Wan Zhiyu, Vorobeychik Yevgeniy, Xia Weiyi, Clayton Ellen Wright, Kantarcioglu Murat, Malin Bradley
Department of Electrical Engineering and Computer Science, Vanderbilt University, Nashville, TN 37212, USA.
Department of Electrical Engineering and Computer Science, Vanderbilt University, Nashville, TN 37212, USA.
Am J Hum Genet. 2017 Feb 2;100(2):316-322. doi: 10.1016/j.ajhg.2016.12.002. Epub 2017 Jan 5.

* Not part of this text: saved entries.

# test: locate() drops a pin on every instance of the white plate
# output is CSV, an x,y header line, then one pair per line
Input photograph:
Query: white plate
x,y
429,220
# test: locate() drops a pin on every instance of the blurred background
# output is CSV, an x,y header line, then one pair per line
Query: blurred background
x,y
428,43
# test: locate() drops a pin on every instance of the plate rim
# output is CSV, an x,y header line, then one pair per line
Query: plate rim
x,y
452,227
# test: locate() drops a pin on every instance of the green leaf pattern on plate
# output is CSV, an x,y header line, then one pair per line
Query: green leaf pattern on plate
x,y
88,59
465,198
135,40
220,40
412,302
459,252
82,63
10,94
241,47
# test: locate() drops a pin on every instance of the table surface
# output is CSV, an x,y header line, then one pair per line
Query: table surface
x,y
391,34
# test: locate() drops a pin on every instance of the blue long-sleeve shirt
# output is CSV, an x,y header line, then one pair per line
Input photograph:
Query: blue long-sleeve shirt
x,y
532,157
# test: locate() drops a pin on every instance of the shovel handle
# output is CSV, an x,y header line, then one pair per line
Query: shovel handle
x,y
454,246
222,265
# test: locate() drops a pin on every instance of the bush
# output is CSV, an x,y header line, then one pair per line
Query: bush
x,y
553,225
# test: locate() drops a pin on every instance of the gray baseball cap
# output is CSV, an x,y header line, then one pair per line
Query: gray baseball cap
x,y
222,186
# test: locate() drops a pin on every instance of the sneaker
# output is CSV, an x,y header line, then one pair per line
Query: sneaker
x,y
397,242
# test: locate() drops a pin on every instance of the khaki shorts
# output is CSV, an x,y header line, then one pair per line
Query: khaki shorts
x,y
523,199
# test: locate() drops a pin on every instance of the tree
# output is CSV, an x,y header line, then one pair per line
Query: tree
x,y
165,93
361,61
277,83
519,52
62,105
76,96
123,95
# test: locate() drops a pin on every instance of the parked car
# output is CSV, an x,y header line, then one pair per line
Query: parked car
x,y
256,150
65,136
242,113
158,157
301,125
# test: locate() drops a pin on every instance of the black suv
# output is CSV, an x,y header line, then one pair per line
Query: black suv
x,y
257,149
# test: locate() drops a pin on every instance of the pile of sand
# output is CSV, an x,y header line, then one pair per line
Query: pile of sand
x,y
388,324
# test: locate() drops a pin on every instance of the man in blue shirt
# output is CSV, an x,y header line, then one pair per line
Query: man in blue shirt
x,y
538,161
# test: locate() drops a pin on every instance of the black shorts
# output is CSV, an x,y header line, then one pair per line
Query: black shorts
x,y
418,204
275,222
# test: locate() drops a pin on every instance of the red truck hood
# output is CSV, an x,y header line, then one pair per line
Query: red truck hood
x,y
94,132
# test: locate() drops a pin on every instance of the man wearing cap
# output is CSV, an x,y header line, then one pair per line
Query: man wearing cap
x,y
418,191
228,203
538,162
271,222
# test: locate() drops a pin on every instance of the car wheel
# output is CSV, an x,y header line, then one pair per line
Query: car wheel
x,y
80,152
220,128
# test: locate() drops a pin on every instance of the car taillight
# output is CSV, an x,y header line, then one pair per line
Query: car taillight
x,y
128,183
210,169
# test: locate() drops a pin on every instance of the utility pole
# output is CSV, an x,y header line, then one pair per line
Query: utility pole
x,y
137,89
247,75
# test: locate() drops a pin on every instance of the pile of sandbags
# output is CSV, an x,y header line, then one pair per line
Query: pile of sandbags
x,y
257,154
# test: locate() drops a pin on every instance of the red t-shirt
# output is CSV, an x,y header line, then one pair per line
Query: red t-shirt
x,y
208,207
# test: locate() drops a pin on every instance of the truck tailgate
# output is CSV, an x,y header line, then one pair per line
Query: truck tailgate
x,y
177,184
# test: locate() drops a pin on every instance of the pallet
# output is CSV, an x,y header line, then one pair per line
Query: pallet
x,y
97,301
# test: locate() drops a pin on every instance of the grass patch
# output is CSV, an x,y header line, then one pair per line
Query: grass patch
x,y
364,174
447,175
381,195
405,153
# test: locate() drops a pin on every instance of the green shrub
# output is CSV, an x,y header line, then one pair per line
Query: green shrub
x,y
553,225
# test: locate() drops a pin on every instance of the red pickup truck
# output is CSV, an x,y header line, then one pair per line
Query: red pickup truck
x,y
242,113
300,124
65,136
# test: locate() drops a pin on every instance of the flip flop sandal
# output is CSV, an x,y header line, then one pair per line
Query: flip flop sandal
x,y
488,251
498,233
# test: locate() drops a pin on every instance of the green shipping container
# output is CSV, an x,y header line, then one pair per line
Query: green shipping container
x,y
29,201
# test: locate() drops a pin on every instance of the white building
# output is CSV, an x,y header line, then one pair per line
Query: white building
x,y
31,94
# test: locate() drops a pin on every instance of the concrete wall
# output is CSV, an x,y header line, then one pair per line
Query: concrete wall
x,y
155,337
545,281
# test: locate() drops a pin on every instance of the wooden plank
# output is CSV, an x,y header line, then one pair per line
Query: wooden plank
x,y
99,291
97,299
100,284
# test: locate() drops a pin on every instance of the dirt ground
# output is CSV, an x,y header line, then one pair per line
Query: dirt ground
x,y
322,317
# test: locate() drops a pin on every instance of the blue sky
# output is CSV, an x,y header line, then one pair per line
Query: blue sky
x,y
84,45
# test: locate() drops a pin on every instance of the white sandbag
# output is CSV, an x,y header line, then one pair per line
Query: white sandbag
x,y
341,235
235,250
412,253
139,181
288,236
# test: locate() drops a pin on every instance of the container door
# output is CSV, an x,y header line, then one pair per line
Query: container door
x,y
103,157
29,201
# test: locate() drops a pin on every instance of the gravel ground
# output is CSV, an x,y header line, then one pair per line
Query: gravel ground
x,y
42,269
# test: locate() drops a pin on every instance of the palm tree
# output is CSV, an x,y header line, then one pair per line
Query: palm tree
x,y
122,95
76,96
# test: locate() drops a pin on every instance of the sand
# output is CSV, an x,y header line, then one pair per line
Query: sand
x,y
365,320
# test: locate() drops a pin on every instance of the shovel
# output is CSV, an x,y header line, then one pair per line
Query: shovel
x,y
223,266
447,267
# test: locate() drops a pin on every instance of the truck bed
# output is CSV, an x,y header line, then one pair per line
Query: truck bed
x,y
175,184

Emerging scientific endeavors are creating big data repositories of data from millions of individuals. Sharing data in a privacy-respecting manner could lead to important discoveries, but high-profile demonstrations show that links between de-identified genomic data and named persons can sometimes be reestablished. Such re-identification attacks have focused on worst-case scenarios and spurred the adoption of data-sharing practices that unnecessarily impede research. To mitigate concerns, organizations have traditionally relied upon legal deterrents, like data use agreements, and are considering suppressing or adding noise to genomic variants. In this report, we use a game theoretic lens to develop more effective, quantifiable protections for genomic data sharing. This is a fundamentally different approach because it accounts for adversarial behavior and capabilities and tailors protections to anticipated recipients with reasonable resources, not adversaries with unlimited means. We demonstrate this approach via a new public resource with genomic summary data from over 8,000 individuals-the Sequence and Phenotype Integration Exchange (SPHINX)-and show that risks can be balanced against utility more effectively than with traditional approaches. We further show the generalizability of this framework by applying it to other genomic data collection and sharing endeavors. Recognizing that such models are dependent on a variety of parameters, we perform extensive sensitivity analyses to show that our findings are robust to their fluctuations.
新兴的科学研究正在创建包含数百万个体数据的大数据存储库。以尊重隐私的方式共享数据可能会带来重要发现,但一些备受瞩目的案例表明,去标识化的基因组数据与特定个人之间的联系有时可能会被重新建立。此类重新识别攻击主要集中在最坏的情况,并促使人们采用了一些不必要阻碍研究的数据共享做法。为了减轻担忧,各组织传统上依赖法律威慑手段,如数据使用协议,并正在考虑对基因组变异进行抑制或添加噪声处理。在本报告中,我们运用博弈论视角为基因组数据共享开发更有效、可量化的保护措施。这是一种根本不同的方法,因为它考虑了对抗性行为和能力,并根据预期接收者的合理资源而非手段无限的对手来定制保护措施。我们通过一个新的公共资源展示了这种方法,该资源包含来自8000多名个体的基因组汇总数据——序列与表型整合交换库(SPHINX),并表明与传统方法相比,风险与效用能够得到更有效的平衡。我们还通过将该框架应用于其他基因组数据收集和共享工作,展示了其通用性。鉴于此类模型依赖于各种参数,我们进行了广泛的敏感性分析,以表明我们的发现对其波动具有稳健性。